Application and platform errors in GovCloud environment
Incident Report for cloud.gov
Postmortem

What Happened

We scheduled a maintenance window for updating the component we use for orchestrating and automating deployments of the rest of cloud.gov (BOSH). In addition to deploying other parts of the platform, this orchestration component also supplies domain name resolution (DNS) services so that the other components of the platform can contact each other without knowing their exact location (IP Address) within the larger system, including the internet. Ordinarily we do not expect that updating the orchestrator would cause problems in the availability of customer applications.

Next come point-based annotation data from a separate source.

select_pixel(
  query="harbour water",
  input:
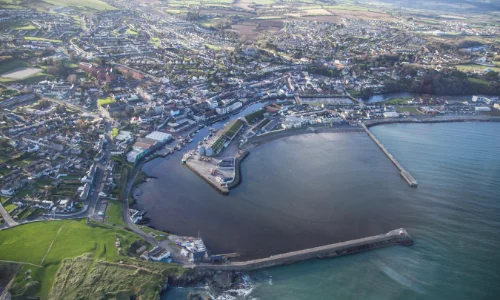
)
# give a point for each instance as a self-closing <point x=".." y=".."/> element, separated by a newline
<point x="453" y="215"/>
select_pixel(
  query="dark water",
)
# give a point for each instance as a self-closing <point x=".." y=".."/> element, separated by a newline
<point x="296" y="193"/>
<point x="454" y="214"/>
<point x="389" y="96"/>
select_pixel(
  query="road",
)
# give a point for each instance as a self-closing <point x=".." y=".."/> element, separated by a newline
<point x="138" y="71"/>
<point x="7" y="218"/>
<point x="174" y="250"/>
<point x="72" y="106"/>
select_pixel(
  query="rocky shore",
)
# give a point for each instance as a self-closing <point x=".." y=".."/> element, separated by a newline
<point x="216" y="281"/>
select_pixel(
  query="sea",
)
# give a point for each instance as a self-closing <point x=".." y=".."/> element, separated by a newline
<point x="309" y="190"/>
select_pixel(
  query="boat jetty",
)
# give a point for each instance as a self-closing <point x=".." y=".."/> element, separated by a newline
<point x="394" y="237"/>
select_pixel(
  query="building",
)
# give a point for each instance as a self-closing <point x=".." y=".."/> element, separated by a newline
<point x="142" y="144"/>
<point x="159" y="136"/>
<point x="481" y="99"/>
<point x="391" y="114"/>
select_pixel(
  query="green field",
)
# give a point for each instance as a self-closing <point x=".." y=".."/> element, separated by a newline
<point x="105" y="101"/>
<point x="89" y="4"/>
<point x="43" y="246"/>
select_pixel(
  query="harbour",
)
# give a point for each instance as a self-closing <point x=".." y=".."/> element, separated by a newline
<point x="393" y="237"/>
<point x="405" y="174"/>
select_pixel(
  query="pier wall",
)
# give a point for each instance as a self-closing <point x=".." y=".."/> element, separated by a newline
<point x="429" y="119"/>
<point x="405" y="174"/>
<point x="223" y="190"/>
<point x="237" y="170"/>
<point x="394" y="237"/>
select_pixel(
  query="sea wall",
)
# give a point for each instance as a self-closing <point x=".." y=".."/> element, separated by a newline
<point x="237" y="170"/>
<point x="222" y="189"/>
<point x="394" y="237"/>
<point x="405" y="174"/>
<point x="431" y="119"/>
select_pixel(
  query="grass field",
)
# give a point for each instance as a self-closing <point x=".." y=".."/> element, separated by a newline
<point x="89" y="4"/>
<point x="43" y="246"/>
<point x="114" y="213"/>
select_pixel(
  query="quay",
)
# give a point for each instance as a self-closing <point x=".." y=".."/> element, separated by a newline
<point x="427" y="119"/>
<point x="405" y="174"/>
<point x="394" y="237"/>
<point x="202" y="169"/>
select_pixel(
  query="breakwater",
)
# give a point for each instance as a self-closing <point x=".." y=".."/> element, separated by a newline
<point x="198" y="167"/>
<point x="237" y="170"/>
<point x="430" y="119"/>
<point x="405" y="174"/>
<point x="394" y="237"/>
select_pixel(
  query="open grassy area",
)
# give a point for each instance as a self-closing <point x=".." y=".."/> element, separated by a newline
<point x="105" y="101"/>
<point x="477" y="80"/>
<point x="43" y="247"/>
<point x="88" y="4"/>
<point x="114" y="213"/>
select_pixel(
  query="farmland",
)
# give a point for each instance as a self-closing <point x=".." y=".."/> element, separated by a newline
<point x="44" y="247"/>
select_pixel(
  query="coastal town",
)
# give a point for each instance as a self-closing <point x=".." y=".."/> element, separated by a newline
<point x="90" y="93"/>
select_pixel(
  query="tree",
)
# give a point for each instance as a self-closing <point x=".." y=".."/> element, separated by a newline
<point x="72" y="79"/>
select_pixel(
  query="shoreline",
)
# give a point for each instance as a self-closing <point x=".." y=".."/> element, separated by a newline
<point x="430" y="119"/>
<point x="276" y="135"/>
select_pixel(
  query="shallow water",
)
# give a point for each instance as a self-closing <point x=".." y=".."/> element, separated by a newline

This time, the orchestrator was offline for a longer period than usual. Systems that depend on DNS have some caching mechanisms built in, but the orchestrator was unavailable for longer than the caching period. The system could not look up other names, including customer application names, until the orchestrator upgrade had completed. This caused customer applications to be unavailable during the upgrade.

What we're doing

We've verified that there is only a single component that is relying on the orchestrator for DNS. We will be phasing out the use of names for contacting this component and instead use its IP Address, so we can also phase out this dependence on our orchestrator for DNS. This will allow use to use a more highly-available DNS system for all components of the platform.

Posted Mar 14, 2017 - 15:07 EDT

Resolved
We've identified a previously undocumented dependency between components of cloud.gov which was causing unexpected outages when certain key dependencies were updated. We will be making both a short-term change to stop this from happening again, and a longer-term change which will remove the need for these components to talk to each other.
Posted Mar 14, 2017 - 00:29 EDT
Identified
As of 10:16 am ET, Applications that were previously down now seem to be available in a stable way (if you have a CDN, it may take a few minutes or refreshes to clear the cached error). We have identified this as likely a platform component deployment issue, and we’re continuing to monitor and analyze the platform until we’re confident that this will not re-occur.
Posted Feb 28, 2017 - 10:42 EST
Investigating
As of 10:02 am ET, some applications in the GovCloud environment are down and reporting errors (such as “Requested route does not exist”), and connecting to the platform is returning errors such as “Please ask your Cloud Foundry Operator to check the platform configuration” We are investigating this problem and we will provide updates as we identify it and resolve it.
Posted Feb 28, 2017 - 10:06 EST
Update
Maintenance has been completed. We are continuing to monitor the platform to ensure the incident has been fully resolved.
Posted Feb 25, 2017 - 04:48 EST
Update
Update: We’re currently doing maintenance in the GovCloud environment. During this maintenance period, you should not push updates to apps or restart them, because the deploy may return errors and fail, causing an outage for your application with no way to restart it until the maintenance is complete. This work should be complete within a few hours, and we’ll post an update when finished. Hopefully this is outside of work hours for you, but we do apologize for the unscheduled maintenance.
Posted Feb 24, 2017 - 21:58 EST
Monitoring
Apps continue to be available consistently. We are reproducing the problem in another environment to confirm our hypothesis of the root cause.
Posted Feb 24, 2017 - 13:51 EST
Identified
Applications that were previously down have been intermittently available for about 20 minutes and now seem to be available in a stable way (if you have a CDN, it may take a few minutes or refreshes to clear the cached error). We have identified this as likely a platform component deployment issue, and we’re continuing to monitor and analyze the platform until we’re confident that this will not re-occur.
Posted Feb 24, 2017 - 13:42 EST
Investigating
As of 12:40 pm ET, some applications in the GovCloud environment are down and reporting errors (such as “Requested route does not exist”), and connecting to the platform is returning errors such as “Please ask your Cloud Foundry Operator to check the platform configuration” We are investigating this problem with all hands on deck, and we will provide updates as we identify it and resolve it.
Posted Feb 24, 2017 - 13:15 EST